Broad Institute Genomic Services partners with Takeda to perform genomic analysis on patient samples from phase 3 clinical trial of NINLARO

Data generated from the analysis are expected to expand the understanding of multiple myeloma biology and potentially identify mechanisms of sensitivity or resistance to proteasome inhibitor treatment, which will inform and improve future therapies.

The Broad Institute is a non-profit research institute aimed at advancing the understanding and treatment of disease, including through collaborations with academic and industrial partners. In addition to the institute’s scientific collaborations, Broad Institute Genomic Services, launched in 2015, provides pharmaceutical companies and others access to certain specific capabilities and resources on a fee-for-service basis in connection with clinical research and clinical trials.

The Broad Genomics Platform processes hundreds of thousands of samples annually – including sequencing the equivalent of one human genome every 12 minutes. This is the first major external project announced by Broad Institute Genomic Services.

Takeda associate director for translational medicine Sunita Badola said: "The close relationship between the Broad Institute and Takeda provided the flexibility to design, develop, and implement next generation sequencing as a biomarker platform to accelerate genomic translational research in oncology clinical trials.

"Broad was able to provide its expertise in sequencing methods and data generation for a variety of sample modalities in oncology."

Takeda vice president of translational medicine Andrew Dorner said: "This pharma-academic partnership enabled the interaction of oncologists, technology specialists and genomic data analysis leaders to further understand the biology of multiple myeloma, a key component of Takeda’s ongoing commitment to patients with hematological malignancies."

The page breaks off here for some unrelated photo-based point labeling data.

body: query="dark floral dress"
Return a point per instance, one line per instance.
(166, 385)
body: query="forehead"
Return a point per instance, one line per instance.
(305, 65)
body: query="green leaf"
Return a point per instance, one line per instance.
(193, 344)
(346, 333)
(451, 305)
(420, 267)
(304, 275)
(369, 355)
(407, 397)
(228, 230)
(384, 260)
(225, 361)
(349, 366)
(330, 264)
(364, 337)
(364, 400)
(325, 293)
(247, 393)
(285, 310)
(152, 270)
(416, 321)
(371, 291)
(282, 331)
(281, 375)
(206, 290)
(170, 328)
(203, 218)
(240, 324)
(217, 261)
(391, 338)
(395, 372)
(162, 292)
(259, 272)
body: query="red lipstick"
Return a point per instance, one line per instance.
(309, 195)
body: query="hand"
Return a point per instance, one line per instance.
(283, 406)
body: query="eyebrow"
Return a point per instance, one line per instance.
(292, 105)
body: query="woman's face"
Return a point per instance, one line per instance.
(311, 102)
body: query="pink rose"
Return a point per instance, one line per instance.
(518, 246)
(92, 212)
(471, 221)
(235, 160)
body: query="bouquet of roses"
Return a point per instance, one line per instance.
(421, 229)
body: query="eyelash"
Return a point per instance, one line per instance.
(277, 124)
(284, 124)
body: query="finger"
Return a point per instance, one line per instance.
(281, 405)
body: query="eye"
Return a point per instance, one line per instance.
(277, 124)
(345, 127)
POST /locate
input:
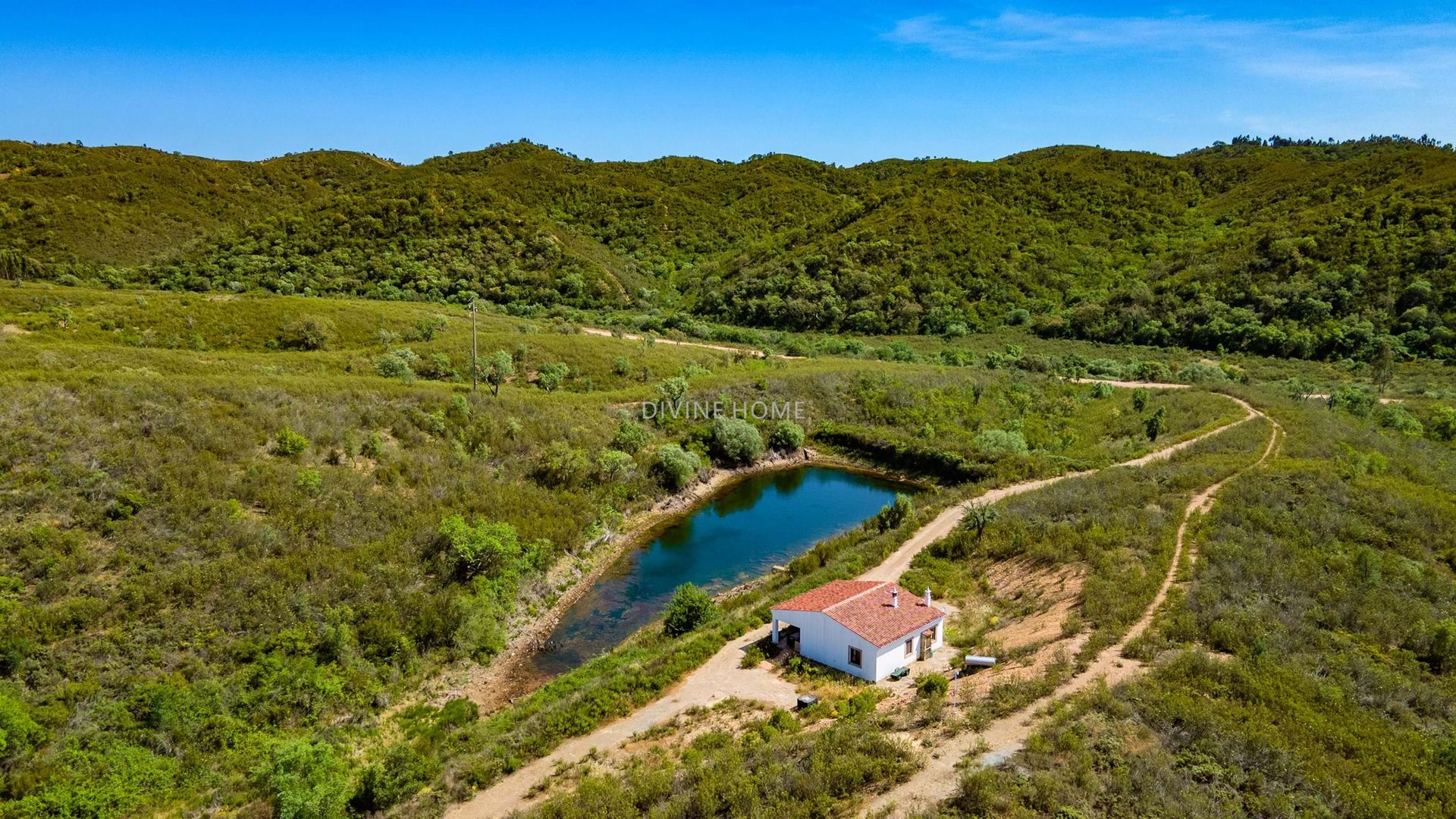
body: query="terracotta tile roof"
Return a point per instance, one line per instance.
(827, 595)
(864, 608)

The pivotal Phase 3 clinical trial, known as TOURMALINE-MM1, compared NINLARO combined with lenalidomide and dexamethasone to placebo plus lenalidomide and dexamethasone.

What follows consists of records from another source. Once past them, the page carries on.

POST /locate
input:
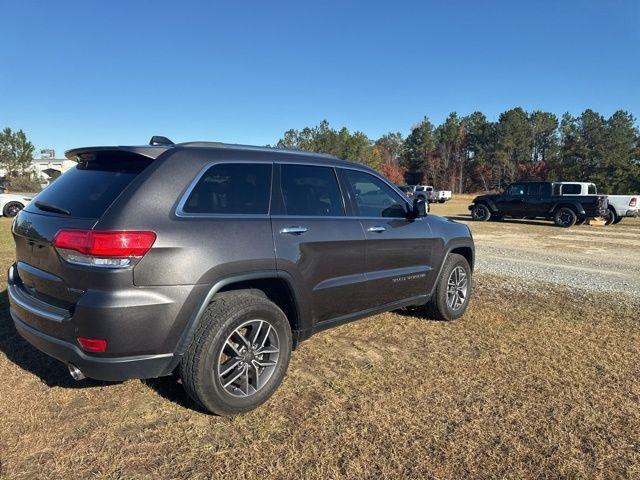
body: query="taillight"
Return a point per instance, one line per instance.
(93, 344)
(108, 249)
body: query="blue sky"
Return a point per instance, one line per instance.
(79, 73)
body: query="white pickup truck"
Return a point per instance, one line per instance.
(430, 194)
(12, 203)
(620, 206)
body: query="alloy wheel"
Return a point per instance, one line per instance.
(249, 357)
(457, 287)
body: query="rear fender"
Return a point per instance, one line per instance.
(575, 206)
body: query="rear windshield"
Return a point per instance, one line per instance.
(88, 189)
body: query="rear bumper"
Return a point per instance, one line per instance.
(109, 369)
(141, 325)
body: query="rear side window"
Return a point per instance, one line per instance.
(232, 188)
(571, 189)
(88, 189)
(311, 191)
(533, 189)
(515, 190)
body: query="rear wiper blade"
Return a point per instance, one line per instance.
(47, 207)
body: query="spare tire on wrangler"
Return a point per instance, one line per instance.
(480, 213)
(565, 217)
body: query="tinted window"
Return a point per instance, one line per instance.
(311, 191)
(88, 189)
(374, 197)
(515, 190)
(232, 188)
(533, 189)
(571, 189)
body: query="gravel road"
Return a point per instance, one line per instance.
(604, 259)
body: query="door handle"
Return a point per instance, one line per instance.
(293, 230)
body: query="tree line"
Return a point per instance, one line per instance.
(471, 153)
(16, 157)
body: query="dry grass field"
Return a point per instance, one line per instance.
(536, 380)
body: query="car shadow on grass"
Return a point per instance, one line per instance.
(52, 372)
(171, 389)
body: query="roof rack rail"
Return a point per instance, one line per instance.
(160, 140)
(255, 148)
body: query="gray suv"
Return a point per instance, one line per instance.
(215, 261)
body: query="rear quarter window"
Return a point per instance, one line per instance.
(231, 189)
(88, 189)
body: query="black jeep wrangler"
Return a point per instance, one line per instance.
(538, 200)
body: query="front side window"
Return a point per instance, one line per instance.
(374, 197)
(311, 191)
(232, 188)
(515, 190)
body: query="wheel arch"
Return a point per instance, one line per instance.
(461, 247)
(275, 284)
(575, 206)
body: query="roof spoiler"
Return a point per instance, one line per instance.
(88, 154)
(160, 140)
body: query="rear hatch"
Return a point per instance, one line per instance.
(76, 201)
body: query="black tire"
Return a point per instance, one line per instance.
(480, 213)
(11, 209)
(439, 306)
(565, 217)
(199, 367)
(610, 216)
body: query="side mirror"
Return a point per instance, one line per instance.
(419, 208)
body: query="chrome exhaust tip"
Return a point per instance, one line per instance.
(76, 373)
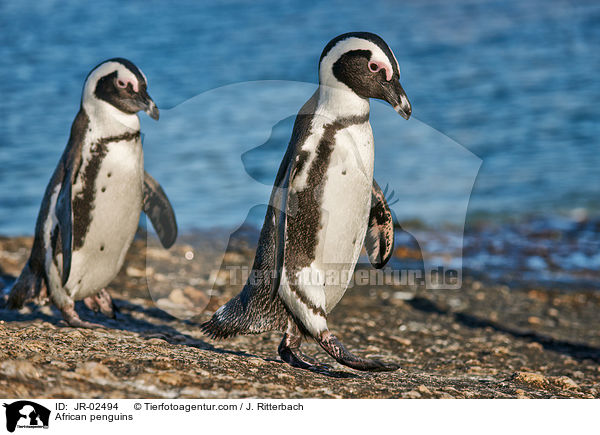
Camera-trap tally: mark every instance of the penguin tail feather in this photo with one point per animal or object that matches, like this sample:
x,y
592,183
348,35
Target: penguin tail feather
x,y
228,321
29,286
246,314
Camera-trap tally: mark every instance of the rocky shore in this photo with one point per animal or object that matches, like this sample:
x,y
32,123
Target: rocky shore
x,y
486,340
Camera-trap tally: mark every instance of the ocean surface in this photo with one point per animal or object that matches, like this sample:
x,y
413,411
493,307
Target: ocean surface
x,y
505,99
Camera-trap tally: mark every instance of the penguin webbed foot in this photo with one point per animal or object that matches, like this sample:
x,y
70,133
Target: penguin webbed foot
x,y
72,318
338,351
103,303
296,358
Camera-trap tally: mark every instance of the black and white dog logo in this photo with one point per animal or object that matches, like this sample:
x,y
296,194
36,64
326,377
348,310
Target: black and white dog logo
x,y
26,414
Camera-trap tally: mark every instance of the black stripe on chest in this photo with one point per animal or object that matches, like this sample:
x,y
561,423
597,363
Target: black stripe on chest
x,y
303,227
83,202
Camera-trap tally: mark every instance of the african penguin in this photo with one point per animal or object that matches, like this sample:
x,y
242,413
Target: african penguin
x,y
91,208
324,205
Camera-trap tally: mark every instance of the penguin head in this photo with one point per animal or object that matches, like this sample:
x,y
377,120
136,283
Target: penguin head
x,y
120,84
364,63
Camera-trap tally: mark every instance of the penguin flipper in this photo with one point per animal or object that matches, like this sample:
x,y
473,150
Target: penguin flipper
x,y
157,207
29,286
64,215
379,241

The trial involved collection of tumor plasma cells from patients when they enrolled into the trial and from patients whose disease reappeared after initial response or progressed during treatment. Hundreds of these samples were profiled by RNA sequencing and DNA mutational analysis using a targeted panel interrogating 754 genes.

The panel was designed by Takeda in collaboration with the Broad Institute and run through the Broad Institute’s CLIA approved, CAP accredited laboratory.

Broad Institute senior director of project and alliance management Jane Wilkinson said: "Takeda is a fantastic example of an external group leveraging the Broad Institute’s capabilities to accelerate their genomic discovery.

"Working closely with the group at Takeda allowed us to overcome unique challenges in implementing the proper regulatory elements to enable the generation of genomic data from clinical trials. We have benefitted from this relationship in the development of a high-quality system that provides the infrastructure to produce data in the type of regulated environment that is necessary for utlizing genomic data to improve therapeutic clinical trials going forward."